We therefore affirm the circuit court's setting aside of LIRC's judgment with respect to the "bad faith" finding and accompanying 200% penalty and remanding of the case to LIRC with instructions to apply the correct legal standard.[7]
By the Court.Judgment affirmed.
NOTES
[1] Section 102.18(1)(bp), Stats., provides:
The department may include a penalty in an award to an employe if it determines that the employer's or insurance carrier's suspension of, termination of or failure to make payments or failure to report injury resulted from malice or bad faith. This penalty is the exclusive remedy against an employer or insurance carrier for malice or bad faith. The department may award an amount which it considers just, not to exceed the lesser of 200% of total compensation due or $15,000. The department may assess the penalty against the employer, the insurance carrier or both. Neither the employer nor the insurance carrier is liable to reimburse the other for the penalty amount. The department may, by rule, define actions which demonstrate malice or bad faith.
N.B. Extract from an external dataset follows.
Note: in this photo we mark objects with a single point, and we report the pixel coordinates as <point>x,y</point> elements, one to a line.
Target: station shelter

[2] Section 102.35(3), Stats., provides in part:
Any employer who without reasonable cause refuses to rehire an employe who is injured in the course of employment, where suitable employment is available within the employe's physical and mental limitations, upon order of the department and in addition to other benefits, has exclusive liability to pay to the employe the wages lost during the period of such refusal, not exceeding one year's wages.
[3] North American was represented at the hearing by Hoffman. On appeal to LIRC, North American retained separate counsel.
[4] Section 102.22(1), Stats., provides, in part, that "[w]here the employer or his or her insurer is guilty of inexcusable delay in making payments, the payments as to which the delay is found shall be increased by 10%."
[5] The circuit court remanded only "the portion of the LIRC award finding bad faith and imposing a 200 percent penalty under sec. 102.18(1)(bp)," Stats. The imposition by LIRC of a ten percent penalty for inexcusable delay under sec. 102.22(1), Stats., was implicitly upheld. This penalty is not challenged on appeal.
[6] The court in Anderson explained that:
While we have stated . . . that, for proof of bad faith, there must be an absence of a reasonable basis for denial of policy benefits and the knowledge or reckless disregard of a reasonable basis for a denial, implicit in that test is our conclusion that the knowledge of the lack of a reasonable basis may be inferred and imputed to an insurance company where there is a reckless disregard of a lack of a reasonable basis for denial or a reckless indifference to facts or to proofs submitted by the insured. Id. at 693, 271 N.W.2d at 377 (emphasis in original).
[7] North American also argues that LIRC abused its discretion by providing no reasons for imposing the maximum 200% penalty. In light of the disposition of this case, we need not reach this issue.